Error Recovery
TimeTiles uses Payload CMS’s built-in workflow retry system for error recovery. Failed tasks are automatically retried, and completed tasks return cached output on re-run so work is never repeated.
Overview
Error recovery is handled at two levels:
- Workflow level: Payload retries failed tasks with configurable retry counts. Completed tasks are cached and skipped on retry.
- Sheet level: Multi-sheet workflows use per-sheet try/catch. A failure in one sheet does not block other sheets.
Error Model
Task handlers use three distinct patterns to communicate results:
Transient Failures (Throw)
Tasks throw errors for unexpected or transient failures (network timeouts, database connection issues, rate limits). Payload’s workflow system retries the task automatically.
Examples:
- Network connection failures (
ECONNREFUSED,ETIMEDOUT) - Database deadlocks or connection timeouts
- API rate limiting (429 responses)
- Temporary resource constraints
Human Review Required (needsReview)
Tasks return { needsReview: true } when a human decision is needed. The pipeline pauses for that sheet only. Other sheets continue processing.
Examples:
- Schema drift detected in automated imports
- High duplicate rate requiring confirmation
- High geocoding failure rate
Success (Return Data)
Tasks return structured data on success. The pipeline continues to the next task.
Per-Sheet Error Isolation
Multi-sheet workflows (manual-ingest, scheduled-ingest, scraper-ingest) process sheets via Promise.allSettled with per-sheet try/catch. When a sheet fails:
- The
markSheetFailedfunction updates the ingestion job toFAILEDwith error details - The workflow continues processing remaining sheets
- The parent import file status reflects the aggregate state
The ingest-process workflow (single job, no Promise.allSettled) does not use per-sheet isolation. Errors propagate normally and Payload’s onFail callback fires as expected.
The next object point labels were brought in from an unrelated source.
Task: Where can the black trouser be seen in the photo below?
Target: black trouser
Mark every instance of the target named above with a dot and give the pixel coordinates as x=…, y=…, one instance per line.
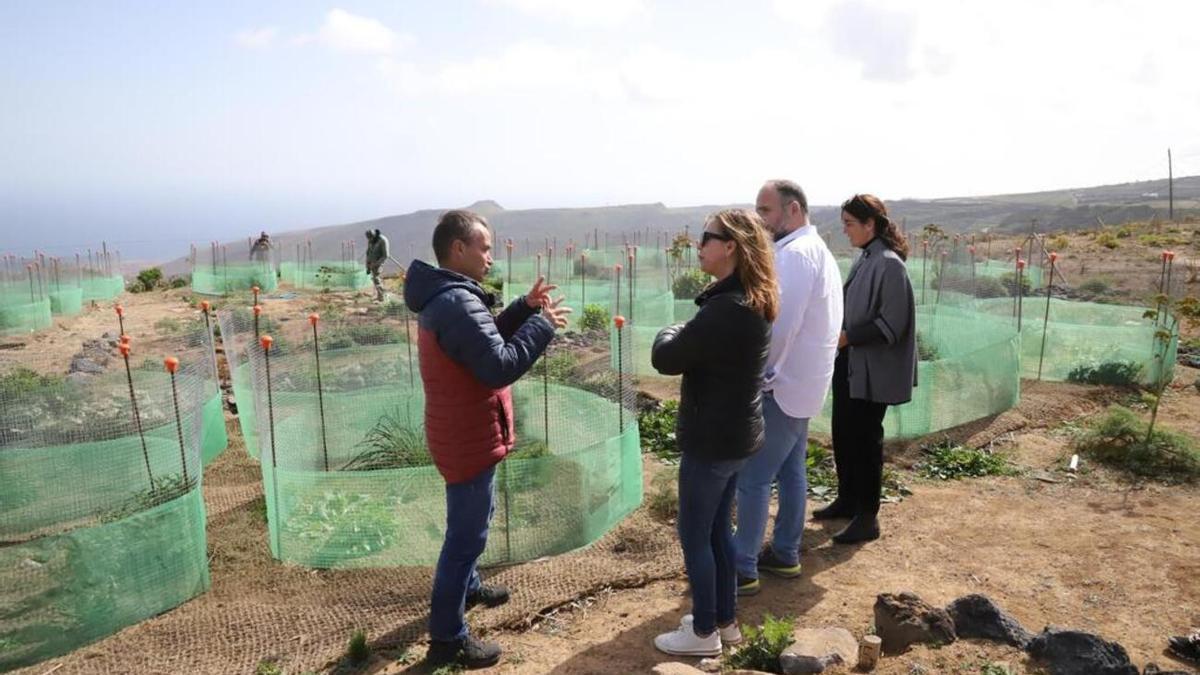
x=857, y=443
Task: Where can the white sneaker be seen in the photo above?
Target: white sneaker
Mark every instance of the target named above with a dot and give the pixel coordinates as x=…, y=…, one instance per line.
x=730, y=634
x=684, y=641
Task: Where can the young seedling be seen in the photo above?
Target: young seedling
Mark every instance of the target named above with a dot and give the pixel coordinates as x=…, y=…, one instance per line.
x=321, y=398
x=172, y=364
x=125, y=348
x=1045, y=320
x=619, y=322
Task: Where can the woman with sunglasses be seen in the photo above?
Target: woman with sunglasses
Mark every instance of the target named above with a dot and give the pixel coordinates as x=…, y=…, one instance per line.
x=876, y=364
x=720, y=353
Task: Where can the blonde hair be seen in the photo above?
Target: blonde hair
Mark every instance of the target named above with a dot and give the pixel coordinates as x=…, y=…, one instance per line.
x=756, y=261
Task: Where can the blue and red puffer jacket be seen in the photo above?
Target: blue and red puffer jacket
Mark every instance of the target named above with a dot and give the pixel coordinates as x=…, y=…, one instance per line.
x=468, y=362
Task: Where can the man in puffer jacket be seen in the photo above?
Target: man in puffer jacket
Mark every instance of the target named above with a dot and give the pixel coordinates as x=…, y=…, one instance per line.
x=468, y=362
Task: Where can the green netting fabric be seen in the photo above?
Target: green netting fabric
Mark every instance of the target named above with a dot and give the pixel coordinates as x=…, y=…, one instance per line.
x=24, y=316
x=225, y=279
x=574, y=475
x=970, y=369
x=101, y=514
x=66, y=590
x=1084, y=335
x=66, y=300
x=325, y=275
Important: Payload’s onFail callback does not fire when errors are caught by Promise.allSettled. This is why multi-sheet workflows use explicit markSheetFailed instead.
Recovery Approaches
Automatic Retry (Payload Built-In)
When a task throws, Payload retries it up to the configured retry count. On retry:
- Previously completed tasks return cached output immediately
- The failed task re-runs from the beginning
- No duplicate work for completed tasks
Manual Re-Queue
For workflows that have exhausted retries:
- Fix the underlying issue (API key, permissions, network)
- Re-queue the workflow via the admin interface
- All previously completed tasks are skipped (cached)
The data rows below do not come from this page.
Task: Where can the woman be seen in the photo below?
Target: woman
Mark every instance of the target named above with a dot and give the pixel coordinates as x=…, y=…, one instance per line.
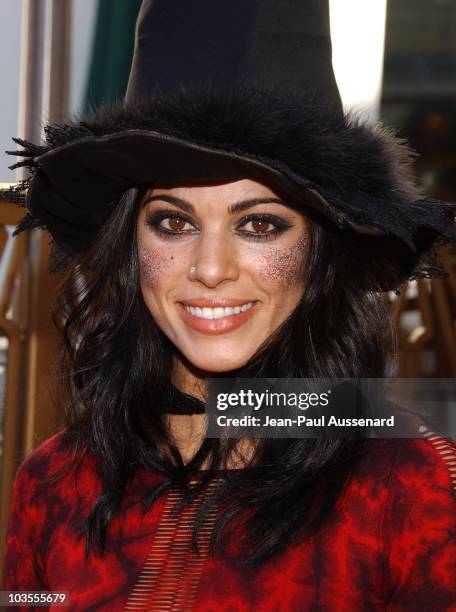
x=167, y=210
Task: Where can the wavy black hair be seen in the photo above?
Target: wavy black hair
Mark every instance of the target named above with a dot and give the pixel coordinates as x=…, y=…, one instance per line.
x=116, y=361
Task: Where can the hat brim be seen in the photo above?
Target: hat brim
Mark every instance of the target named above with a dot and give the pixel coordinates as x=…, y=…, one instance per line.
x=82, y=181
x=357, y=176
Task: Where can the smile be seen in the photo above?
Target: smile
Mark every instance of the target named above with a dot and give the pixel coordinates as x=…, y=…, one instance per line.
x=217, y=313
x=218, y=320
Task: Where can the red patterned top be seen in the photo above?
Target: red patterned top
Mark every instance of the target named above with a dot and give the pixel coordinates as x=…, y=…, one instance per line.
x=390, y=546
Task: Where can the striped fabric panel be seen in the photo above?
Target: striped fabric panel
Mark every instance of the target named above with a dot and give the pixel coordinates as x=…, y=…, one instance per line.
x=446, y=447
x=172, y=571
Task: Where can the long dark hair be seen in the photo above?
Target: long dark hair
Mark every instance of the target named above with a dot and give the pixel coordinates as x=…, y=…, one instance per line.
x=115, y=360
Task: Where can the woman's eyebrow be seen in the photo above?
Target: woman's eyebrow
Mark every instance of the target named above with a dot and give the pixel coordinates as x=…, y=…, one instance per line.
x=232, y=210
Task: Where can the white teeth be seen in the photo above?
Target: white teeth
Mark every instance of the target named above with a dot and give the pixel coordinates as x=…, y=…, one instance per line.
x=217, y=313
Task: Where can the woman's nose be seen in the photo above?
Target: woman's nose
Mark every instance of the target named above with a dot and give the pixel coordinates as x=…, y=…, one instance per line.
x=214, y=260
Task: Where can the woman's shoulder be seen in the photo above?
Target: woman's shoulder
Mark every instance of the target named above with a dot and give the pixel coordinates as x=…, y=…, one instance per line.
x=429, y=458
x=56, y=465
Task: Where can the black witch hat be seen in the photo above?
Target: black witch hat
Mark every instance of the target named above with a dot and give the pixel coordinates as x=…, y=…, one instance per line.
x=225, y=90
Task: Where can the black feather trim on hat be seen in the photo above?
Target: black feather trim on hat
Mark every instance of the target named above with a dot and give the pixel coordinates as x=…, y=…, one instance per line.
x=358, y=176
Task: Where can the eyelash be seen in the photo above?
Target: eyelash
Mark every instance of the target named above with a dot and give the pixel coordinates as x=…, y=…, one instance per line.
x=154, y=219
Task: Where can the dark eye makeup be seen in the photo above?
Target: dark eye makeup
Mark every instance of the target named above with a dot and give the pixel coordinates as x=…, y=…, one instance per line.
x=154, y=219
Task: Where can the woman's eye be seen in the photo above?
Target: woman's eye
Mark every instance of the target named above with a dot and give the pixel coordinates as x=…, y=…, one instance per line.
x=174, y=224
x=265, y=227
x=169, y=224
x=259, y=226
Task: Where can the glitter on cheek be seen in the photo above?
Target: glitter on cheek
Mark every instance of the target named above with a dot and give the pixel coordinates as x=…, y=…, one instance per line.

- Processing resumes from the failed task
NEEDS_REVIEW Resolution
For sheets paused by needsReview:
- User reviews the issue in the admin interface (schema changes, duplicate rates, etc.)
- User approves or adjusts configuration
- The
ingest-jobsafterChange hook automatically queues theingest-processworkflow ingest-processruns Create Schema Version, Geocode Batch, and Create Events
API Endpoints
Retry Failed Ingestion Job
Endpoint: POST /api/ingest-jobs/{id}/retry
Purpose: Manually trigger retry for a failed ingestion job
When to Use:
- Automatic retry hasn’t triggered yet
- Need to retry immediately after fixing underlying issue
- Testing recovery after configuration changes
Reset Ingestion Job
Endpoint: POST /api/ingest-jobs/{id}/reset
Purpose: Reset ingestion job to a specific stage for fresh restart
When to Use:
- Need to restart from specific stage
- Configuration changes require reprocessing
- Data corruption requires fresh start from known good stage
Cautions:
- Resetting clears progress from later stages
- May re-process data (ensure idempotency)
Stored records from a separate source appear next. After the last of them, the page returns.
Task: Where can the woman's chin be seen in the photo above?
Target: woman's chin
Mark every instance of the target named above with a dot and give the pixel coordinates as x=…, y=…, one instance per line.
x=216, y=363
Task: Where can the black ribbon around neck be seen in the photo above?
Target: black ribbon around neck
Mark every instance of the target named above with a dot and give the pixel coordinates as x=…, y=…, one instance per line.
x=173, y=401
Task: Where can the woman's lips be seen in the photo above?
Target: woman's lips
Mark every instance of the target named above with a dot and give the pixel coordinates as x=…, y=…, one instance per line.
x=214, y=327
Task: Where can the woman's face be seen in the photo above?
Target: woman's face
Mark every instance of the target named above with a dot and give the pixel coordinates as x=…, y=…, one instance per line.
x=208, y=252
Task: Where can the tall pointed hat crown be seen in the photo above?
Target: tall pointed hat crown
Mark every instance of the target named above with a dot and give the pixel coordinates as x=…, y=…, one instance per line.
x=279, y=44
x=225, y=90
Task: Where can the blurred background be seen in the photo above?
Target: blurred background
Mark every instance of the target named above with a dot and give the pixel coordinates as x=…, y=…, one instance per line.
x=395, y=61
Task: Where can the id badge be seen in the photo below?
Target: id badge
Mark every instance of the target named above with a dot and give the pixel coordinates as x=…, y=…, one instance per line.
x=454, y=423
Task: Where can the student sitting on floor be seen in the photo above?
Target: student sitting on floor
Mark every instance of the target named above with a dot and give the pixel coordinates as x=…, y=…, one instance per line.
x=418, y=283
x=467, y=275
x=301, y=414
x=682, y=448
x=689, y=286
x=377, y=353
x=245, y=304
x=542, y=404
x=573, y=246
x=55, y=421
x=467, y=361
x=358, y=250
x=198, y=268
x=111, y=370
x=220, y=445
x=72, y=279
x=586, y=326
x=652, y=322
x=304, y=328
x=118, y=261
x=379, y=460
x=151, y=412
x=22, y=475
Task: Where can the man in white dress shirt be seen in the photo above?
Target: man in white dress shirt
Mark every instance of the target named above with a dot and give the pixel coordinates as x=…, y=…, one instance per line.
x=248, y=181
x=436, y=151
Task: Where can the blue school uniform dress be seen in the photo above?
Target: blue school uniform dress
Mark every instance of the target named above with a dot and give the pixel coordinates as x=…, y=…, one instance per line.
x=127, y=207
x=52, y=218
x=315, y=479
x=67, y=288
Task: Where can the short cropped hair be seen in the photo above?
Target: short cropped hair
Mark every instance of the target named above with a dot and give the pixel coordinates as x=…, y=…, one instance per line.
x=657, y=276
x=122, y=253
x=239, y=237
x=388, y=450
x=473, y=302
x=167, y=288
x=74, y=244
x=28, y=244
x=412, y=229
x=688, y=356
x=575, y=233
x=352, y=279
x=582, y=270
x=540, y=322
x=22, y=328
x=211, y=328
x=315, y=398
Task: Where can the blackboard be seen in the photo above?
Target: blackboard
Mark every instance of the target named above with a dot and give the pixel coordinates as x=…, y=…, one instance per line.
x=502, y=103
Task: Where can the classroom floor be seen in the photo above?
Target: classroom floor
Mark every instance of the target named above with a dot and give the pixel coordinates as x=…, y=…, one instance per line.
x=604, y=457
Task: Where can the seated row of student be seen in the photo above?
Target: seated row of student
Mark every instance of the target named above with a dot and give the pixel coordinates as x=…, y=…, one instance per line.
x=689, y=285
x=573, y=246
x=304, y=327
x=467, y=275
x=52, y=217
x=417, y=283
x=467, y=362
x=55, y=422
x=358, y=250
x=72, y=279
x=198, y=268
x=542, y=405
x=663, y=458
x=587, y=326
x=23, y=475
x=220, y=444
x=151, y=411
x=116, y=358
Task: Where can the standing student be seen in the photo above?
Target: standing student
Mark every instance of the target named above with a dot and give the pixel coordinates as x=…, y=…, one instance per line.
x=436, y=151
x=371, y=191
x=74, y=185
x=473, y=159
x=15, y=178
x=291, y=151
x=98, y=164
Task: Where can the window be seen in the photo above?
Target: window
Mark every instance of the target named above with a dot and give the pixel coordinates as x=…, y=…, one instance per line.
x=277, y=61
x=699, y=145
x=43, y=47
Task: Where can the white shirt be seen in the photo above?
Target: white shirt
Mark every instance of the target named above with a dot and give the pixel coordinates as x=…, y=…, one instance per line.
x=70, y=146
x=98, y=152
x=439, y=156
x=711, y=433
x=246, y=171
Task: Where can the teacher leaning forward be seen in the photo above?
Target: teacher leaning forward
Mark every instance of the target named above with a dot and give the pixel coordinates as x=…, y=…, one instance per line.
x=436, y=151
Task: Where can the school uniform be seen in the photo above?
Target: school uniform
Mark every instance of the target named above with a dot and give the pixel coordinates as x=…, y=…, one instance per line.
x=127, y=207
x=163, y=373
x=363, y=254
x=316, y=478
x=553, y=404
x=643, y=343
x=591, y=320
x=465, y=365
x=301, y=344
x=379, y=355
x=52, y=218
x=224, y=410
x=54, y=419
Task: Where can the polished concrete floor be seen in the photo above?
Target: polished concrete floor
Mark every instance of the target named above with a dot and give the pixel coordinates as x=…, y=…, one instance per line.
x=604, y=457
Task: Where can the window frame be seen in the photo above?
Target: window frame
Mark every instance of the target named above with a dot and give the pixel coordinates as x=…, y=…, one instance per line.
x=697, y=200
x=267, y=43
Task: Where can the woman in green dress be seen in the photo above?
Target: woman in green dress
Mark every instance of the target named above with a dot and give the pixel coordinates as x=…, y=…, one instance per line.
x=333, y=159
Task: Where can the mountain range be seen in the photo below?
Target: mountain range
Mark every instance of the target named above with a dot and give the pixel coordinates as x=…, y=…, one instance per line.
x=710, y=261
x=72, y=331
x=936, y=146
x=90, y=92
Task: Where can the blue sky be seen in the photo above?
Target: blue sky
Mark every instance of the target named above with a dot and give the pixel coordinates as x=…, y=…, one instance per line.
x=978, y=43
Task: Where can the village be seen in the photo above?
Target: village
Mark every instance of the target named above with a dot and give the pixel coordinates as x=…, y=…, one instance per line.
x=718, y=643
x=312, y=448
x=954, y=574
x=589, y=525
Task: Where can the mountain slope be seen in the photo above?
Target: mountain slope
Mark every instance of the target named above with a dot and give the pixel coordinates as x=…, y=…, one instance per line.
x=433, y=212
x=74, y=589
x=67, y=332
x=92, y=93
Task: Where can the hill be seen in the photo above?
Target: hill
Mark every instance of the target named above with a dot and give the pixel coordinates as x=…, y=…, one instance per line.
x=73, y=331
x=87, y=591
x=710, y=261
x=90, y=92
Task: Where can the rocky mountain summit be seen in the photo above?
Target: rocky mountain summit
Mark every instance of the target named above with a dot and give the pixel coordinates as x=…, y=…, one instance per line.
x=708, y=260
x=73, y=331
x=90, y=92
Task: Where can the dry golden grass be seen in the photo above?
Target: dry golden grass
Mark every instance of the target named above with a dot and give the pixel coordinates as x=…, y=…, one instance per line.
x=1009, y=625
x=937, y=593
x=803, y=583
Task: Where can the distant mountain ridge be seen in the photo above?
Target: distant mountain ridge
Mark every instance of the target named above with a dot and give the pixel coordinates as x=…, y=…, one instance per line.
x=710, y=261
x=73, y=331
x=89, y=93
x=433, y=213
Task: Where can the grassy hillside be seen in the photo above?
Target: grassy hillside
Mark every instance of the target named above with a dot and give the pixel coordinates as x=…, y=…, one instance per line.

- Does not delete already created events (use with caution)
Monitoring
Logging
All error recovery operations are logged with context:
// Task failure in multi-sheet workflow
logger.error("Sheet processing failed", { ingestJobId: 123, sheetIndex: 2, error: "Rate limit exceeded (429)" });
// Workflow retry
logger.info("Workflow task retrying", { taskSlug: "geocode-batch", retryAttempt: 2, importFileId: 456 });Ingestion Job State
Track processing state in the ingestion job record:
stage: Current processing stage (for UI progress display)errorLog: Error details from the last failureNEEDS_REVIEW: Indicates human review is requiredFAILED: Terminal failure state with error context
Integration with Scheduled Imports
For scheduled imports (automated URL-based data fetching), error recovery follows the workflow model:
- Workflow fails: Task throws during processing
- Automatic retry: Payload retries the task up to configured limit
- Retries exhausted: Workflow marked as failed
- Next scheduled run: The next scheduled trigger creates a new workflow instance from scratch
Each scheduled run is an independent workflow instance. Failed workflows do not block future scheduled runs.